The State Council approved a five-year plan to speed up the establishment of a network to cover both urban and rural residents by 2015.

There are five types of social insurance in China: basic endowment, basic medical, unemployment, work injury and maternity.

A government circular that took effect in 2010 ensures that workers can have their basic endowment insurance payments transferred and continued when they change jobs.

But experts say insufficient facilities and different software used in various workplaces have made the transfer inefficient.

Lu Xuejing, a social security expert at Beijing-based Capital University of Economics and Business, said only around 730,000 workers had their pension accounts successfully transferred by the end of 2011, though many more people than that had changed workplaces.

"So few transfers suggests that time is needed to perfect the system," she said.

Local governments are not yet well-prepared for the implementation because they do not share the same information system and software, so problems can occur when linking up accounts, Lu said.

Many places also lack sufficient skilled personnel, she said.

Zheng Bingwen, head of the Global Pension Fund Research Center at the Chinese Academy of Social Sciences, said insufficient facilities in some remote areas also delay transfers.

The circular stipulates that pension account transfers and continuation should be completed within 30 days.

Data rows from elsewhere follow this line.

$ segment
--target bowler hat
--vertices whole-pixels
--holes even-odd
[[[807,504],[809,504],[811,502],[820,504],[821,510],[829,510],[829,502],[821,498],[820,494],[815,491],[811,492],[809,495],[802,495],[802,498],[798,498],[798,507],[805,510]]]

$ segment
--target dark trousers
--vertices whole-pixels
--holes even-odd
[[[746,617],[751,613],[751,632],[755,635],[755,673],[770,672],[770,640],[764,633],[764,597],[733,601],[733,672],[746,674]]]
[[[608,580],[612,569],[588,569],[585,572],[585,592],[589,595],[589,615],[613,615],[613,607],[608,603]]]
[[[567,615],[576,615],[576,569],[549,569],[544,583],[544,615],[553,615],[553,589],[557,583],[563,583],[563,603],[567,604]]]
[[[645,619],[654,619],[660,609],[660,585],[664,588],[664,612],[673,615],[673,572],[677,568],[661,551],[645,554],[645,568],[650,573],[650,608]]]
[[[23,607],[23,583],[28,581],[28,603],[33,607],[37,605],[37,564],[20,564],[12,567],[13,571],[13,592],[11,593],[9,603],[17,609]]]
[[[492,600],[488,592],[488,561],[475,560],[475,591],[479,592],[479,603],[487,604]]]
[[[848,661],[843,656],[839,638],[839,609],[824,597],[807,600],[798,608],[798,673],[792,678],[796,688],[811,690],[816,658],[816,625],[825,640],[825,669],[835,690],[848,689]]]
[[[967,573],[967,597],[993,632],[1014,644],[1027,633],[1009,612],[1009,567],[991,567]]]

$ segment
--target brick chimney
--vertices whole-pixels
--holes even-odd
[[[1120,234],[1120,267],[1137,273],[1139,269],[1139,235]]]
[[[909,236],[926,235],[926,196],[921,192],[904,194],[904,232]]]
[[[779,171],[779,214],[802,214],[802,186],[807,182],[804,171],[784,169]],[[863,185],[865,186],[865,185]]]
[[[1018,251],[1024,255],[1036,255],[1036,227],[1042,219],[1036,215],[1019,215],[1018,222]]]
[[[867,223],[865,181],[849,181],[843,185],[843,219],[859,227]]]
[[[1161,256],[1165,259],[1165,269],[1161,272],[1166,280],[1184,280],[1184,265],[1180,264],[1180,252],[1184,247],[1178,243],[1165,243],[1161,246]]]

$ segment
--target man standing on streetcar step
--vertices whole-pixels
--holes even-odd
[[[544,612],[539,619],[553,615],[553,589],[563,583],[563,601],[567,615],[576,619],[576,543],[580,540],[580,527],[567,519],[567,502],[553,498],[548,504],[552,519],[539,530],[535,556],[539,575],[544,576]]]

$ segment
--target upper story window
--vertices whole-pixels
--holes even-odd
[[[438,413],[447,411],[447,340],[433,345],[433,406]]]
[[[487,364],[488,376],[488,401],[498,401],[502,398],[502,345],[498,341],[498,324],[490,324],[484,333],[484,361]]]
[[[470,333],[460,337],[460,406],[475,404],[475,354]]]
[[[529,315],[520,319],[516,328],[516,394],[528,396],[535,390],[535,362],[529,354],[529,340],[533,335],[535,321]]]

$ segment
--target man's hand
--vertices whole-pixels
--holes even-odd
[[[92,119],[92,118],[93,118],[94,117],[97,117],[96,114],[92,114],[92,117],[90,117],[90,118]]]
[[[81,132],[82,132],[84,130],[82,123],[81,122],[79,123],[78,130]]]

The number of migrant works who participated in basic endowment insurance declined by 760,000 from the end of 2011 to the end of March this year, according to the Ministry of Human Resources and Social Security.

Yin Chengji, a spokesman for the ministry, said labor flow has led to a smaller number of endowment insurance participants.

Lu partly attributed it to the inefficiency of the pension accounts transfer.

"Complicated procedures and inefficient operation make many migrant workers shy away from the pension system," she said.

Chinese law stipulates that workers can collect pensions after they pay into endowment insurance for 15 years.

To make the project more efficient, Lu suggests that a unified information platform be set up, the same software used across the country and more skilled personnel trained.

Regarding the other four social insurance programs, Zheng said the benefits of basic medical, unemployment, work injury and maternity insurances can be used immediately, so it's unnecessary to consider their transfer and continuation.